Until then, he wants to use the time and gifts God’s given him to honor Maria’s memory and honor God. I believe Will’s life tells that story. He feels very strongly that it’s his mission to fight through that darkness and trust God. I see him as an amazing, mighty warrior.

Music has been such an important part of how he’s been able to carry the burden. He’s seen how our story encourages others who are hurting. With him, there is a profound sense of letting God use our story. Will wanted a permanent physical reminder of Maria and had an “M” tattooed above his heart. Recently, he had Hosea 6:1 tattooed on his arm along with the flower that Maria drew the night before she went to heaven.

Tell us a little bit about Show Hope, the nonprofit you and your wife Mary Beth, started.
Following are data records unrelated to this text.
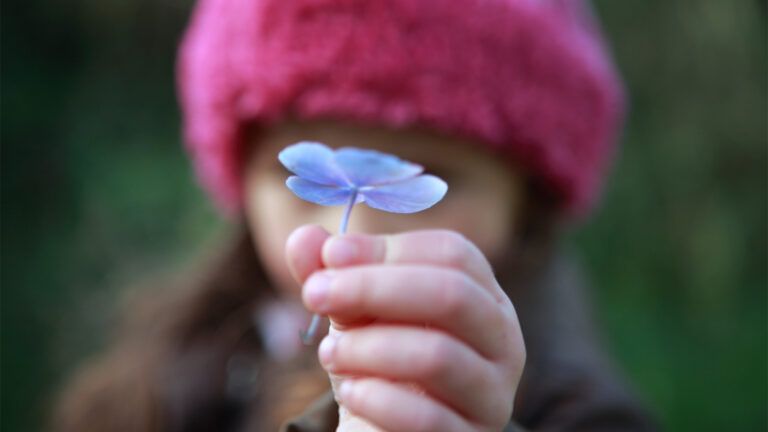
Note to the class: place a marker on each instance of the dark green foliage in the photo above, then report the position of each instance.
(96, 192)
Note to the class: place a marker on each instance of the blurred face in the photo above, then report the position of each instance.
(482, 201)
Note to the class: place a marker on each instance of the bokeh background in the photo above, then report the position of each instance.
(97, 194)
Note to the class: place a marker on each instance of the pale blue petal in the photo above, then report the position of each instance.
(318, 193)
(369, 167)
(409, 196)
(314, 162)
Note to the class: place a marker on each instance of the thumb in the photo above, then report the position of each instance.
(303, 251)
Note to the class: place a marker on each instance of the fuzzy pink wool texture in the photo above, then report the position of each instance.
(529, 79)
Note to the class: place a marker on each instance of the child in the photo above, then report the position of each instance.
(463, 317)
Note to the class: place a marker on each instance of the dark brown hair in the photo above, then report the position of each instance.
(171, 365)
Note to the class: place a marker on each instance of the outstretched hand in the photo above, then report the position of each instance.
(422, 336)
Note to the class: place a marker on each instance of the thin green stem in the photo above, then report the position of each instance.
(309, 336)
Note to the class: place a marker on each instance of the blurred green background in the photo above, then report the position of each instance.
(97, 193)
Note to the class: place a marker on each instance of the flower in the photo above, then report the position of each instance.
(350, 175)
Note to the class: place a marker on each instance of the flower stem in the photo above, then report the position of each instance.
(309, 336)
(347, 213)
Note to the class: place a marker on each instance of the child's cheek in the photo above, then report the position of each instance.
(272, 214)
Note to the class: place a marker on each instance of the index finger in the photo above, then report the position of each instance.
(443, 248)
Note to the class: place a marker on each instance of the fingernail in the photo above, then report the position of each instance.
(316, 290)
(345, 390)
(341, 251)
(327, 348)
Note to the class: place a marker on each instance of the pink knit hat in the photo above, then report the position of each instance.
(528, 78)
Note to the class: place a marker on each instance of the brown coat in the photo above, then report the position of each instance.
(192, 361)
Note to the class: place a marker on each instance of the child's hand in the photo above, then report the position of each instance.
(423, 338)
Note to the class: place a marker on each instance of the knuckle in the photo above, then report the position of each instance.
(437, 361)
(453, 293)
(428, 420)
(345, 290)
(457, 250)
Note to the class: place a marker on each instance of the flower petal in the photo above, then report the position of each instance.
(318, 193)
(369, 167)
(314, 162)
(409, 196)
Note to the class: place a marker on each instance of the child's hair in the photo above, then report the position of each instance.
(528, 79)
(152, 379)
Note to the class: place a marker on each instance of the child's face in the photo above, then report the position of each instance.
(482, 202)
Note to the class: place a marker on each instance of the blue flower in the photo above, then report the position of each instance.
(350, 175)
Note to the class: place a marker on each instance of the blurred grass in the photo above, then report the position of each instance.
(96, 192)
We started the organization ten years ago. Through the organization, families trying to adopt receive financial assistance. We do orphan care work in China and Africa. Through Show Hope, 2,600 families have adopted children from 45 different countries. Maria’s Big House of Hope in China is a place where orphans who need medical assistance can go. Long-term care for those who are terminal or can’t be adopted due to illness is available there. We want to communicate to these orphans that there’s a God who loves them.

Maria’s Big House of Hope is the beauty that has come from our tragedy. Every spring, near her birthday and Home-going, we do a show in Nashville that raises awareness for adoption. The National Symphony, along with musicians, Broadway performers and celebrities perform the musical “Cinderella.” It’s a really special thing we do in memory of our daughter and is a way to bring more awareness to orphans.
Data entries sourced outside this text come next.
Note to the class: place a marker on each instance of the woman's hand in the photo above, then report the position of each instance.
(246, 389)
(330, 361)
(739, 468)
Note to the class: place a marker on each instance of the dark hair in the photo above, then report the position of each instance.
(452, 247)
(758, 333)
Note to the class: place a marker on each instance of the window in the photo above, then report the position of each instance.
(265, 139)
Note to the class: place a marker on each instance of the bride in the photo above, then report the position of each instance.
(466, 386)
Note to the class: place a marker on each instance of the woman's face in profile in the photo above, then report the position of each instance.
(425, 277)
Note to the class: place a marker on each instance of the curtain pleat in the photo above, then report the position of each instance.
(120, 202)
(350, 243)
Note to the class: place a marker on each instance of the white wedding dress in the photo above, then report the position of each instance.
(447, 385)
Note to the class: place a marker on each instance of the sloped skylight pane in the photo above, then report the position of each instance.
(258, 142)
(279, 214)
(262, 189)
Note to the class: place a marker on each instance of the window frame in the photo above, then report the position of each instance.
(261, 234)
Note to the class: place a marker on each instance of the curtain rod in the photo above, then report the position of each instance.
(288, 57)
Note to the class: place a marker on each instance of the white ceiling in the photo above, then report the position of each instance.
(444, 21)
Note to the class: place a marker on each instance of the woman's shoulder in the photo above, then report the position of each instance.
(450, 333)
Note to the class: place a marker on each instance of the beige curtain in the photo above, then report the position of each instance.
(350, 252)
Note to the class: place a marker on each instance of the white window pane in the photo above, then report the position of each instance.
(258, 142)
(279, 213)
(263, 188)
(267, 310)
Anderson University is awarding you with an honorary Doctorate in Music in May. How do you feel about that?

It is really, really crazy because I didn’t even finish school there. I do credit Anderson University as the place where I really grew and learned a lot about music and song writing. It was there that I began to understand what God was calling me into and began to hone the craft. It’s so neat that they would ask me back.

They did ask me to speak at their commencement though; I’d do better if I could sing the speech. I am humbled and honored. I don’t feel like I’ve earned it. It’s another reminder of what grace looks like. God doesn’t give us what we deserve, instead He pours blessings out on us.